I know the tested list are not the same, as you can clearly see they are not the same in the lower frames.

So i've got two question: Why is the P-value and KS-statistic the same? (this might be a programming question). And how to interpret these values?

edit: I calculate radial velocities from a model of N-bodies, and should be normally distributed. In the figure I showed I've got 1043 entries, roughly between $-300$ and $300$. I then make a (normalized) histogram of these values, with a bin-width of 10. To this histogram I make my two fits (and eventually plot them, but that would be too much code)

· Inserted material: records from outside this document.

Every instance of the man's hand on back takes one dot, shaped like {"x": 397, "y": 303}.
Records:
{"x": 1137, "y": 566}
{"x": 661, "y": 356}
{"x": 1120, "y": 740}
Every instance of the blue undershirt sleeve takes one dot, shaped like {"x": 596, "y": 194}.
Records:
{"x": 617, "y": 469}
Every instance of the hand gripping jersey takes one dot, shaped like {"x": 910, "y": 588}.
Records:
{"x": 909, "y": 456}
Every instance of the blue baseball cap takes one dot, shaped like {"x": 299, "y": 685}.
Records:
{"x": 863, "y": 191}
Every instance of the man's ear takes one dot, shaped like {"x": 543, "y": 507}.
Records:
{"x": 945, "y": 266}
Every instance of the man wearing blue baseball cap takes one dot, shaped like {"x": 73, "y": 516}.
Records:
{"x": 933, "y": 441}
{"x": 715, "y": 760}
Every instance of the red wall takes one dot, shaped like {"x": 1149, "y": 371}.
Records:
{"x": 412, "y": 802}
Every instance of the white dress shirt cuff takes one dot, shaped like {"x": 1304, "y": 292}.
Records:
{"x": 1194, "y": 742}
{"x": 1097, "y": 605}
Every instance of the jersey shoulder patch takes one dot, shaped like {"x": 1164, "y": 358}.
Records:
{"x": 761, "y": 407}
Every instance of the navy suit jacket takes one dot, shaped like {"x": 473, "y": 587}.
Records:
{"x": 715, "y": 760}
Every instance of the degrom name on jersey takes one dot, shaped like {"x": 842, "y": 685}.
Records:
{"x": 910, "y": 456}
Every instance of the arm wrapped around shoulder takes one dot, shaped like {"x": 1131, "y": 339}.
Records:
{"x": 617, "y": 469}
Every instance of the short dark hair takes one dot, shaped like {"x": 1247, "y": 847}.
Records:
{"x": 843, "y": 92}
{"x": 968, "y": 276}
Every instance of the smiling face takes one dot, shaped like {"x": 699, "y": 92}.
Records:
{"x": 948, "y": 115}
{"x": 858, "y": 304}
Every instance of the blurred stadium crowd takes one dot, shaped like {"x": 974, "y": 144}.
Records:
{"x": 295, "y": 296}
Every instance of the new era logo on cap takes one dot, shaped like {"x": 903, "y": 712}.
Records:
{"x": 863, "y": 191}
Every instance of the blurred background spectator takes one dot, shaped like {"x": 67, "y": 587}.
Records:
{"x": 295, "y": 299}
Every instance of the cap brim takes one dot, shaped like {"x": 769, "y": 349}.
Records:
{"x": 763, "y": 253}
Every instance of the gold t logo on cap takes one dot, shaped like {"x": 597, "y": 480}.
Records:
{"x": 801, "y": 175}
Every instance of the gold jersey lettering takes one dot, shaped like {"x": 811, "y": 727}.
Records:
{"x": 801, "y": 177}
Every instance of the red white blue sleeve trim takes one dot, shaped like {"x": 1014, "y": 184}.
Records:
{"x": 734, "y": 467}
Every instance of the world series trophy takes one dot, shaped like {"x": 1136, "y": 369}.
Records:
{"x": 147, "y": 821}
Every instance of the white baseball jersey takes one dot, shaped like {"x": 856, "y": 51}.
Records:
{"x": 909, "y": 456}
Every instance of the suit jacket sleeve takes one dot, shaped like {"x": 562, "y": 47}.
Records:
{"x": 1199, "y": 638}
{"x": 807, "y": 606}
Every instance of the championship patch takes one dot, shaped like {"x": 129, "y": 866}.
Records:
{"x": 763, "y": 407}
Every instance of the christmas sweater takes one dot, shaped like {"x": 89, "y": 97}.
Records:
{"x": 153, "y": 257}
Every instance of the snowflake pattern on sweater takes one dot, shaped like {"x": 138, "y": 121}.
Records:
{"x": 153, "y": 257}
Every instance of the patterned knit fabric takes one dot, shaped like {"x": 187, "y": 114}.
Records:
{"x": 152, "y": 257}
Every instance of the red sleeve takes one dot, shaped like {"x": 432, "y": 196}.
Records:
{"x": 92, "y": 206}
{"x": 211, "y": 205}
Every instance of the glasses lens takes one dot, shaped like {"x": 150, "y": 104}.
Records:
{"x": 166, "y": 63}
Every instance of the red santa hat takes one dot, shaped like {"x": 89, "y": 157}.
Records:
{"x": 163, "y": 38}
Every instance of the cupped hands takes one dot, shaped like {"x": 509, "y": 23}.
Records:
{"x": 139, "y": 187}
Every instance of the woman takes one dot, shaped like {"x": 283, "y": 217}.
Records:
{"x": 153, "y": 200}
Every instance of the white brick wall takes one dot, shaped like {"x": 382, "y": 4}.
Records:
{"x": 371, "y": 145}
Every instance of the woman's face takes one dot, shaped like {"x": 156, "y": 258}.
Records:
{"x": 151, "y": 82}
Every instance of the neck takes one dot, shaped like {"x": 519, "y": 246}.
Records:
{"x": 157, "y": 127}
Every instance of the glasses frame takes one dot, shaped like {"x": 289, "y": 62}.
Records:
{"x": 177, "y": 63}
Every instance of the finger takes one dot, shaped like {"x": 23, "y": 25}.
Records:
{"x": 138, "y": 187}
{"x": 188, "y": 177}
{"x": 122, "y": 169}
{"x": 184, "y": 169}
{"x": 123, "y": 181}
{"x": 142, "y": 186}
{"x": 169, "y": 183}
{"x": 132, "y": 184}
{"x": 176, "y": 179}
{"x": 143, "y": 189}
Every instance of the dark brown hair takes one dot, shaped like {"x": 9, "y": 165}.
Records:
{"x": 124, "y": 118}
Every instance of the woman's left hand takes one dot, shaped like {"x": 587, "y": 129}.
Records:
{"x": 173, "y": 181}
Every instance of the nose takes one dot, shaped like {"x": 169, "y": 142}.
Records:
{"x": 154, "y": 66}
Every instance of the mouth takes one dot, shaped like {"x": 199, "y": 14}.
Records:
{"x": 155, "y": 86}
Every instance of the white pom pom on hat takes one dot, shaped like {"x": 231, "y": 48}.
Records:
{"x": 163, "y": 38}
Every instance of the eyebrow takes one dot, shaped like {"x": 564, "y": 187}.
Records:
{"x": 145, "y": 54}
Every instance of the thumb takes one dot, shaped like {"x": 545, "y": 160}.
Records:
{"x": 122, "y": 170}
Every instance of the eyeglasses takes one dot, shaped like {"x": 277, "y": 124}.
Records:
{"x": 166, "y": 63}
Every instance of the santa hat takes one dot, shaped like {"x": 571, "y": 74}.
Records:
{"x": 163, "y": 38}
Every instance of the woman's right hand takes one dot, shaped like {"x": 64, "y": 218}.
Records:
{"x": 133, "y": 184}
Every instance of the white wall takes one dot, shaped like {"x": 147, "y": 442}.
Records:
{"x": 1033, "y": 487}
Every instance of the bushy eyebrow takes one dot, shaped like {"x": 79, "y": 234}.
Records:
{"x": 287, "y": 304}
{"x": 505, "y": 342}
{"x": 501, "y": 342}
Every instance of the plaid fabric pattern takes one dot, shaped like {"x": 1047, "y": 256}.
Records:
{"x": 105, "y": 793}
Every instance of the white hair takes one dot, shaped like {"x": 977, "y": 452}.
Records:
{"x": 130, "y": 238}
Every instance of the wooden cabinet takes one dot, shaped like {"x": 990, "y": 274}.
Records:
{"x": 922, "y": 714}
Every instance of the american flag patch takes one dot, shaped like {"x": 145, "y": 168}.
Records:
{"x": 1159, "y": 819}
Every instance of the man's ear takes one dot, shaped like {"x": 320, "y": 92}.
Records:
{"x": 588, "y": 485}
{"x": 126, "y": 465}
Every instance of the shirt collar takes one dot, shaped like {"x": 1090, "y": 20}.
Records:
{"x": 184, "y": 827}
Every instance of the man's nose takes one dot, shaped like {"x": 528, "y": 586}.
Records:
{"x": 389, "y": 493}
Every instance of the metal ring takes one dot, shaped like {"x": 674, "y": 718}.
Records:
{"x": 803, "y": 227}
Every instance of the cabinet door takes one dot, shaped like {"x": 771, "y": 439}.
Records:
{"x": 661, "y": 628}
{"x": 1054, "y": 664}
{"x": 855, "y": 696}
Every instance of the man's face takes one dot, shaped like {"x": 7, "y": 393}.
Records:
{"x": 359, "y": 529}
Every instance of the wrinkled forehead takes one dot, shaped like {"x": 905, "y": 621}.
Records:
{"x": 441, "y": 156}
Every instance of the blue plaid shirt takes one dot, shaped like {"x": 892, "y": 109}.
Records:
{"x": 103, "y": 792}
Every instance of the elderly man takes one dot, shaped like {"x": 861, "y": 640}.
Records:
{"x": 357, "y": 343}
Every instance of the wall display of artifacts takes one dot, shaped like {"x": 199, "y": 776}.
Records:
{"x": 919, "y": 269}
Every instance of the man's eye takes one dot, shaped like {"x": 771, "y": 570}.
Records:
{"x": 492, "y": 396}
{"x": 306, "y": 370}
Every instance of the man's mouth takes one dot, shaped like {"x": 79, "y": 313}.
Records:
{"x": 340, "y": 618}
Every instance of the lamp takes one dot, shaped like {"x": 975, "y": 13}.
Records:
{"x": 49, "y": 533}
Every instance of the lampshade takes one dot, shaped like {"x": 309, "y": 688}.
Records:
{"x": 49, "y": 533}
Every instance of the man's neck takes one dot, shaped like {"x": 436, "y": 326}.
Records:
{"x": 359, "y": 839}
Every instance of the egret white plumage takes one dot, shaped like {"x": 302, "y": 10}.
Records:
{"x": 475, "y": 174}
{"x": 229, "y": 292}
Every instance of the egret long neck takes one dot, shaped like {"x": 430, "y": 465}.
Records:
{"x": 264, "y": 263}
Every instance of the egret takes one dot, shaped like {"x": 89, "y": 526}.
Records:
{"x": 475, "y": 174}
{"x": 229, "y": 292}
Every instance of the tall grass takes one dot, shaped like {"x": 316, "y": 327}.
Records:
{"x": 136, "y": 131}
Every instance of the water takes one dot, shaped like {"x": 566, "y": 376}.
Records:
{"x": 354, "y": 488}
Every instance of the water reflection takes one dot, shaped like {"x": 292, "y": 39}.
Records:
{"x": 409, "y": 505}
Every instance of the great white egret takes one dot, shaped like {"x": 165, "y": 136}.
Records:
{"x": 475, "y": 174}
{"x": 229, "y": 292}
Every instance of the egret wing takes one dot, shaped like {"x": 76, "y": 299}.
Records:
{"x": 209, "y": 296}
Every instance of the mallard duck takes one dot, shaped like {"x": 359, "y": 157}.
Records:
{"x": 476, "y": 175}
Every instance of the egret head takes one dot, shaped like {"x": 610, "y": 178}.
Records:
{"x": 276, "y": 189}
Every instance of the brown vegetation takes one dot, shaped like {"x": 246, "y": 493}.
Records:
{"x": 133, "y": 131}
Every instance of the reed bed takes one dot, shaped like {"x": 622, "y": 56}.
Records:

bins = np.arange(-300,301,10)
hist, bin_edges = np.histogram(v[i], normed=True, bins=bins)
bin_centres = (bin_edges[:-1] + bin_edges[1:])/2
coeff, pcov2 = leastsq(residuals, x0=(0.01,0.,60.,0.01,150.,40.) ,args=(bin_centres, hist))
coeff, pcov2 = leastsq(residuals, x0=(0.01,0.,60.,0.01,150.,40.) ,args=(bin_centres, hist))
hist_fit = gauss2(bin_centres, *coeff)
coeff_1gaus, pcov2_1gauss = leastsq(residualsOneGauss, x0=(0.01,0,100), args=(bin_centres, hist))
hist_fit_1gauss = gauss(bin_centres, *coeff_1gaus)
hist_fit_1gauss_cm = np.cumsum(hist_fit_1gauss)

#and the used functions:
def gauss(x, A, mu, sigma):
  return A*np.exp(-(x-mu)**2/(2.*sigma**2))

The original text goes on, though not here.